Automated Aerial Docking System Using Onboard Vision-Based Deep Learning

This paper proposes an automated aerial docking system for unmanned aerial vehicles. The proposed automated aerial docking system consists of the following two subsystems: 1) docking mechanical system and 2) vision-based deep learning detection/tracking system. A fundamental challenge during the midair docking phase is integration between the leader and follower vehicles with a robust target detection/tracking strategy. This paper presents not only the design of a probe-and-drogue-type aerial docking system, but it also presents the development of an onboard machine learning system for aerial target detection and tracking, which is limited from 0.1 to 3.5 m. The aerial docking system is designed based on a bistable mechanism to increase the robustness of integration and separation between two vehicles.
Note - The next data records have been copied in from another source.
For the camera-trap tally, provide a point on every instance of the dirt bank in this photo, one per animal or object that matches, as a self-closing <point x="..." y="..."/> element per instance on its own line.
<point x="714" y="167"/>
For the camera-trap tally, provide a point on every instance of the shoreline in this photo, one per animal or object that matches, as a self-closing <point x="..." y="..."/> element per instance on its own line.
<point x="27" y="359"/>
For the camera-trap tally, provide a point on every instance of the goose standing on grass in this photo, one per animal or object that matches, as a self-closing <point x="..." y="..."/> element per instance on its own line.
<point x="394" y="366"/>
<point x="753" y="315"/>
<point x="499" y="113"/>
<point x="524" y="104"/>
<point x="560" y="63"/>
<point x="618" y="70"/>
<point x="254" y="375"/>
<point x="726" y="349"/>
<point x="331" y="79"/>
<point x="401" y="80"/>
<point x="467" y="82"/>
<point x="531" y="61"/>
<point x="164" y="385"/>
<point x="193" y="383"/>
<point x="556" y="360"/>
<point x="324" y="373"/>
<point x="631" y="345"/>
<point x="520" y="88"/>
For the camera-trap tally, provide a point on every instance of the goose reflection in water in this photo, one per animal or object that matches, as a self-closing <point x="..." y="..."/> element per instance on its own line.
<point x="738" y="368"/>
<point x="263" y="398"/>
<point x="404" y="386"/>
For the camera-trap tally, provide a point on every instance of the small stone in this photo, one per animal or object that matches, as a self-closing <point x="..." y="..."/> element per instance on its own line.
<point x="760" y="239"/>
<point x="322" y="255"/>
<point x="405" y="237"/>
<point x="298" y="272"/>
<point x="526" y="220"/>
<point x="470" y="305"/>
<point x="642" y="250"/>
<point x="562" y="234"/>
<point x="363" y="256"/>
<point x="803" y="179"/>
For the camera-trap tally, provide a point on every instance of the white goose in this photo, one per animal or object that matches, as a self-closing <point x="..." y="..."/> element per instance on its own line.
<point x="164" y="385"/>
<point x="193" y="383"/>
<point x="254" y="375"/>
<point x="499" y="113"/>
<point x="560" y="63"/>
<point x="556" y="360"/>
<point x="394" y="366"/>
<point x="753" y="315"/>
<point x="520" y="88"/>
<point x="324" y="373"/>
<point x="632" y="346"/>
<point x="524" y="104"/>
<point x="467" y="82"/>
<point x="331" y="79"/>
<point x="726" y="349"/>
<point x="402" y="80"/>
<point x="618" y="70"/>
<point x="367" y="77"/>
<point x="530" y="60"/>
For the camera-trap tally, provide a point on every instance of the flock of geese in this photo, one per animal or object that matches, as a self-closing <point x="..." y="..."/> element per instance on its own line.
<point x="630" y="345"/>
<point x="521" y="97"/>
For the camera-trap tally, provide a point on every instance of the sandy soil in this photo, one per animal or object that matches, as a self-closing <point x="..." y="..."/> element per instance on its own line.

The prototype of the proposed docking mechanism is built by a 3D printer. To employ effective drogue detection in the air, a deep convolutional neural network-based single-stage detector algorithm, YOLOv4-tiny, is applied. Furthermore, to track the moving drogue in the air simultaneously, a point cloud-based tracking algorithm with an RGB-D camera system is developed. The developed deep learning-based detection/tracking system is implemented to be operated in the Arm architecture-based onboard machine learning computer. For performance validation of the proposed automated aerial docking system, a ground test using two robot arms and an indoor flight test using quadcopter drone and an unmanned ground vehicle were conducted.